The inauguration of the Sefer Torah is particularly historic because it marks the revival and rededication of the Gvurat Yisrael synagogue, which was built at the time of the founding of Israel but had fallen into disuse in the past two decades. Rosh Yehudi was founded 10 years ago with a mission to revive Judaism in the city. The synagogue is a symbol of their success.
Rosh Yehudi started its activities with lectures on Torah, Bible and traditional Jewish thought in a small room off Rehov Bograshov.

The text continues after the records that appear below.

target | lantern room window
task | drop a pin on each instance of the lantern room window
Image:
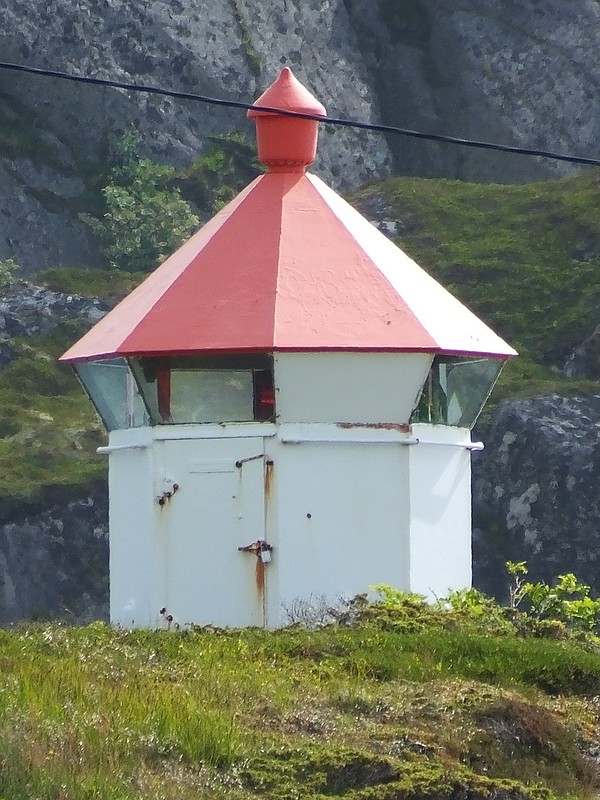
(114, 393)
(456, 389)
(198, 390)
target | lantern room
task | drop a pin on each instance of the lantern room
(289, 400)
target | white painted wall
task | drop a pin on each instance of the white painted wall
(348, 387)
(347, 506)
(440, 510)
(342, 513)
(136, 550)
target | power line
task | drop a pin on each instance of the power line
(367, 126)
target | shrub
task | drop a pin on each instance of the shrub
(146, 218)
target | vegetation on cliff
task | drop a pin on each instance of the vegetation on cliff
(394, 701)
(525, 258)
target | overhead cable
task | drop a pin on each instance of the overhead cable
(347, 123)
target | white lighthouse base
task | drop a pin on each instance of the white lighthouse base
(317, 510)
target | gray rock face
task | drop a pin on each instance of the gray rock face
(28, 310)
(519, 72)
(54, 563)
(523, 72)
(535, 491)
(231, 49)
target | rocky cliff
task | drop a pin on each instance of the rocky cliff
(534, 493)
(522, 72)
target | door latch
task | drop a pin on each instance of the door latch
(261, 549)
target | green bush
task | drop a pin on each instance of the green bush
(146, 218)
(8, 270)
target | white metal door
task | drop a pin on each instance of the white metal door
(218, 507)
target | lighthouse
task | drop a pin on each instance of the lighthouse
(289, 400)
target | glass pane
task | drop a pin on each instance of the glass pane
(203, 389)
(211, 396)
(456, 390)
(114, 393)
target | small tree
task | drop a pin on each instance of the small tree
(146, 218)
(8, 271)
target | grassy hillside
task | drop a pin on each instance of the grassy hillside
(525, 258)
(412, 703)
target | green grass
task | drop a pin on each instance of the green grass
(361, 712)
(525, 258)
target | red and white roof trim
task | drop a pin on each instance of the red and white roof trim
(288, 265)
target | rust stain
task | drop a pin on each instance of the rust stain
(260, 577)
(402, 427)
(268, 478)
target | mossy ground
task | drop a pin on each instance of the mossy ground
(362, 712)
(525, 258)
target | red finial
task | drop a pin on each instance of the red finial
(287, 144)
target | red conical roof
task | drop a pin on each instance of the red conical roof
(288, 265)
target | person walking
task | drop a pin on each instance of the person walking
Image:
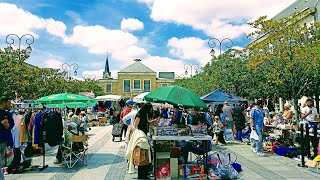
(124, 112)
(220, 117)
(6, 125)
(142, 123)
(239, 119)
(228, 112)
(256, 121)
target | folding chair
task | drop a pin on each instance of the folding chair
(200, 151)
(71, 155)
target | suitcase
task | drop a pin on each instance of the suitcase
(117, 131)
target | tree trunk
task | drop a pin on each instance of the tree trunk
(317, 101)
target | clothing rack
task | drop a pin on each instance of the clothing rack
(28, 106)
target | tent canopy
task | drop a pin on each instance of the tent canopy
(140, 98)
(219, 96)
(108, 98)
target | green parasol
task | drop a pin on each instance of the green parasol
(177, 95)
(64, 98)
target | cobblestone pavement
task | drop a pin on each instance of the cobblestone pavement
(118, 169)
(106, 161)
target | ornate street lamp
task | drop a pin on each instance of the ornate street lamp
(68, 68)
(29, 39)
(91, 77)
(192, 66)
(212, 44)
(181, 76)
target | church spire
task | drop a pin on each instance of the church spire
(107, 73)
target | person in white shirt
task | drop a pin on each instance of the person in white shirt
(309, 112)
(228, 111)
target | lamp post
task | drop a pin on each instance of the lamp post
(29, 39)
(192, 66)
(91, 77)
(212, 44)
(68, 69)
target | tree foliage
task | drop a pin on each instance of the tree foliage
(282, 61)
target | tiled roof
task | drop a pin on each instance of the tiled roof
(137, 67)
(297, 6)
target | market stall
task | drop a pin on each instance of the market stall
(107, 104)
(171, 143)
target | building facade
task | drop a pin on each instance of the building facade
(133, 80)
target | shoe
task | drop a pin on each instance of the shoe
(57, 162)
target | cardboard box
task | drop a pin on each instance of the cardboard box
(174, 168)
(313, 166)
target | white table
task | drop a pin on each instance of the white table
(180, 138)
(204, 138)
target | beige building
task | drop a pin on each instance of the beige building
(134, 79)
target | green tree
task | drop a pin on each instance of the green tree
(285, 55)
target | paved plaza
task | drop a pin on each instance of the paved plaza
(106, 161)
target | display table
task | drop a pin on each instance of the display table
(156, 155)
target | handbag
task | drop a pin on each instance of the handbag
(254, 136)
(140, 156)
(229, 135)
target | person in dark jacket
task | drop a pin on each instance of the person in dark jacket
(141, 122)
(239, 119)
(6, 125)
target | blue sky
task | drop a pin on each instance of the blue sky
(165, 34)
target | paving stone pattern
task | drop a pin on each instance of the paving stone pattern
(118, 169)
(66, 173)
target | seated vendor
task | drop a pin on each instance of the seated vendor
(309, 112)
(287, 114)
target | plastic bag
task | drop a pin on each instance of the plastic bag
(229, 135)
(254, 136)
(226, 171)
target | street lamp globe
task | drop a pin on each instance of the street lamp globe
(8, 49)
(28, 50)
(212, 53)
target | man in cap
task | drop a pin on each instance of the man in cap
(256, 121)
(124, 112)
(6, 125)
(227, 110)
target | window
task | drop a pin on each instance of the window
(136, 84)
(126, 86)
(109, 87)
(146, 85)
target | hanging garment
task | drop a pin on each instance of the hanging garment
(31, 122)
(24, 136)
(53, 128)
(15, 131)
(36, 130)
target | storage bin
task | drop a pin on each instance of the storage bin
(281, 151)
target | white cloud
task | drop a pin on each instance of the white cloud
(190, 48)
(131, 24)
(216, 18)
(93, 74)
(75, 17)
(98, 74)
(53, 63)
(16, 20)
(99, 39)
(148, 2)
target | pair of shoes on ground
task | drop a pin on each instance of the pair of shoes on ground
(261, 154)
(57, 162)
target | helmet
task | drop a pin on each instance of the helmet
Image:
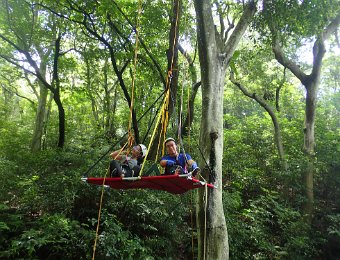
(169, 139)
(144, 150)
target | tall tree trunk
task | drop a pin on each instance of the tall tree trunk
(40, 117)
(311, 83)
(215, 52)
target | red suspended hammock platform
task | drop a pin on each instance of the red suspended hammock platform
(175, 184)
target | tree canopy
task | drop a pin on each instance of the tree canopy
(253, 90)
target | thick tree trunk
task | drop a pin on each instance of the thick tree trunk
(215, 52)
(309, 144)
(40, 117)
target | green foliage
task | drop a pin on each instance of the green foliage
(51, 236)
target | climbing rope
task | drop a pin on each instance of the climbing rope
(130, 140)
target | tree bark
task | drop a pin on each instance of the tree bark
(311, 84)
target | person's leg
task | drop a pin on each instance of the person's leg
(115, 169)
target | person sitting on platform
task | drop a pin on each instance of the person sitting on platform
(126, 164)
(177, 163)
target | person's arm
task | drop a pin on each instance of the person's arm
(191, 163)
(164, 162)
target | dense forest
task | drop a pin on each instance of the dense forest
(250, 87)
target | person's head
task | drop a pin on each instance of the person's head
(139, 150)
(170, 146)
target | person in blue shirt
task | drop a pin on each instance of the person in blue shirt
(175, 162)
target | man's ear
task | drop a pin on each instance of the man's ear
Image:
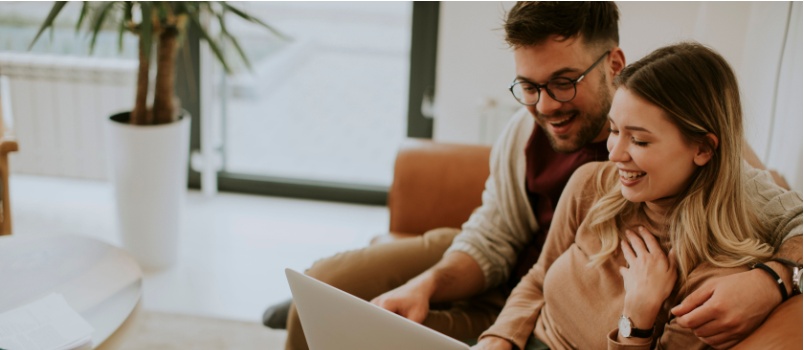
(706, 150)
(617, 61)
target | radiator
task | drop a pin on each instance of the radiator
(60, 106)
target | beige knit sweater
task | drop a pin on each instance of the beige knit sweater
(569, 305)
(499, 229)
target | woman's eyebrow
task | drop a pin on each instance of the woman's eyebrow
(637, 128)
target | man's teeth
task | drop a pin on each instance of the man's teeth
(631, 174)
(556, 123)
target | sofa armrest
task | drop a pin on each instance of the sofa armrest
(781, 330)
(436, 185)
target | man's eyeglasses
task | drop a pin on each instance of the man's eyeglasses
(560, 89)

"We though, with our religious mind set, that Tel Avivians would come to intellectual lectures but that if we encouraged them to come to pray, they'd call it religious coercion," explains Yisrael Zeira, founder of Rosh Yehudi. "We actually found that secular people feel a need to pray in a way that brings them closer to faith - pleasant, relevant, enjoyable and joyous."
In its early days, Rosh Yehudi would recruit men on the street to form a minyan (quorum), but in the past few years the Bograshov quarters could hardly accommodate the growing number of eager participants. They decided to look for a synagogue to house more people. After investigating all the options, they found Gvurat Yisrael.

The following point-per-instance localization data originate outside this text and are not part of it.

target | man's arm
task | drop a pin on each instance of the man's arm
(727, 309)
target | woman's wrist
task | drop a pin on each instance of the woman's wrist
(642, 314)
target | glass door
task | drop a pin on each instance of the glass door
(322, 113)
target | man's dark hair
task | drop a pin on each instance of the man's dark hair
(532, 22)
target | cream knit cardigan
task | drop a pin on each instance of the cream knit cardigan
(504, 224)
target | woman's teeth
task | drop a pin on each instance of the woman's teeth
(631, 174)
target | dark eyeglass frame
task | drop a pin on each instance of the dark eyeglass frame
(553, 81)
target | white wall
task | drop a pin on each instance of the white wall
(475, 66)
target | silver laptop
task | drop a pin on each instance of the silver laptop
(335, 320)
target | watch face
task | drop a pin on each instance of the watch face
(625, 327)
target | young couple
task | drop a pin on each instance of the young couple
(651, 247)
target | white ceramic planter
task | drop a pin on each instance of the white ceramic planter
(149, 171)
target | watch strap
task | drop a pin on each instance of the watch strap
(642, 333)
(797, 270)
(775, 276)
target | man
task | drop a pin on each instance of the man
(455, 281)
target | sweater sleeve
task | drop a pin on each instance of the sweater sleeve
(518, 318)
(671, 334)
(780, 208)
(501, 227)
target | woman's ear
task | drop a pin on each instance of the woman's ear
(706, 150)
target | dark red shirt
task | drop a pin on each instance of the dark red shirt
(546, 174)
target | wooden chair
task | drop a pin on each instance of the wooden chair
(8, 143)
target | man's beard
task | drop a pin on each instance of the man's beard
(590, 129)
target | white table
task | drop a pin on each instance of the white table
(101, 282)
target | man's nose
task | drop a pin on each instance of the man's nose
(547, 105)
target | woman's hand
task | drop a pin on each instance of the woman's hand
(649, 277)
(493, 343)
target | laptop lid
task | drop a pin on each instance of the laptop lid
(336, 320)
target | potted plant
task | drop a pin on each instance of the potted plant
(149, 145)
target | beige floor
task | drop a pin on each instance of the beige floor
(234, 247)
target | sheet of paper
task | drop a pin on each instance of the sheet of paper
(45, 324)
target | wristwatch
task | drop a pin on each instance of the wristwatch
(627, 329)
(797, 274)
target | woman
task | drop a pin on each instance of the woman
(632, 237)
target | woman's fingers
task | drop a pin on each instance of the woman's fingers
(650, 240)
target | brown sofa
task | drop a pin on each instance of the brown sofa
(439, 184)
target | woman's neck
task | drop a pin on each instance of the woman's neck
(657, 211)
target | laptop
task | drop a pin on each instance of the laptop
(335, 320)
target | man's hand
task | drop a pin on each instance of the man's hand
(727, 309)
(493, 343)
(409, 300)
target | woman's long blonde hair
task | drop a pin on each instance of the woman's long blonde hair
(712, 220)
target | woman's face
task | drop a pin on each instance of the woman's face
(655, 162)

"We wanted a place that was 'Carlebach' happy," explains Zeira, referring to the type of joyous prayer and religious song inspired by Shlomo Carlebach. "For this we needed to find an abandoned synagogue."
Gvurat Yisrael had been very active in the 1950s through 1970s but became neglected with the increasing secularization of the city. Before Rosh Yehudi took it over, one minyan, composed largely of elderly men, prayed once a week in the rundown hall.
Hacohen was shocked when he first looked inside. "I had the feeling I was in a synagogue after the Holocaust. The place was dirty, dusty and very unpleasant. Broken windows, glass, dust were everywhere."
Rosh Yehudi and its members decided not to hire a cleaning company but to revamp the synagogue themselves. They cleaned and dusted tirelessly to make it as presentable and beautiful as possible while preserving the original architecture and design. The pews, wall paintings, decor, chandeliers and most of the furniture are original.
"One woman went on a ladder and cleaned every glass piece of the chandelier for hours," Hacohen recounts.
A few weeks before Rosh Hashana, Hacohen approached a mother-in-law of one of the congregants to donate some curtains.
Recalls Tehilla Dror, 65, a resident of Dizengoff Towers, "I have lived in Tel Aviv for 18 years, and every shul I went to looked at me funny because I wore pants - and that gave me a bad feeling. Continues Dror, who considers herself a traditional Jew, "For years I didn't go to a beit knesset, not even on Yom Kippur."
But impressed with the openness of the Rosh Yehudi community and Hacohen in particular, she decided not only to contribute to the synagogue but to recruit her family to help clean up the filth. Her grandson brought in his whole army unit to paint the walls and chairs, and her cousin worked a full day to fix the cracks in the walls - all for the 'sake of Heaven.'
"It's such a nice atmosphere that we contributed because we enjoyed it, not to get our name on the walls."
The synagogue was packed during the High Holidays. Its Shabbat services are open to the public, and they are usually followed by a kiddush.
"The vision is to create a community. A beit knesset that isn't only a place of prayer but a home. We want a community that's open enough to welcome many people and many families who are looking for a Jewish place to mark Shabbat and celebrations. It's also a place where people meet. In my opinion, you it's called 'beit knesset' [house of gathering] because it's a place where you gather, not only pray," says Hacohen.
Adds Zeira, "We think there is a thirst for spirituality, and we hope that we will be a serious alternative to answer to this need."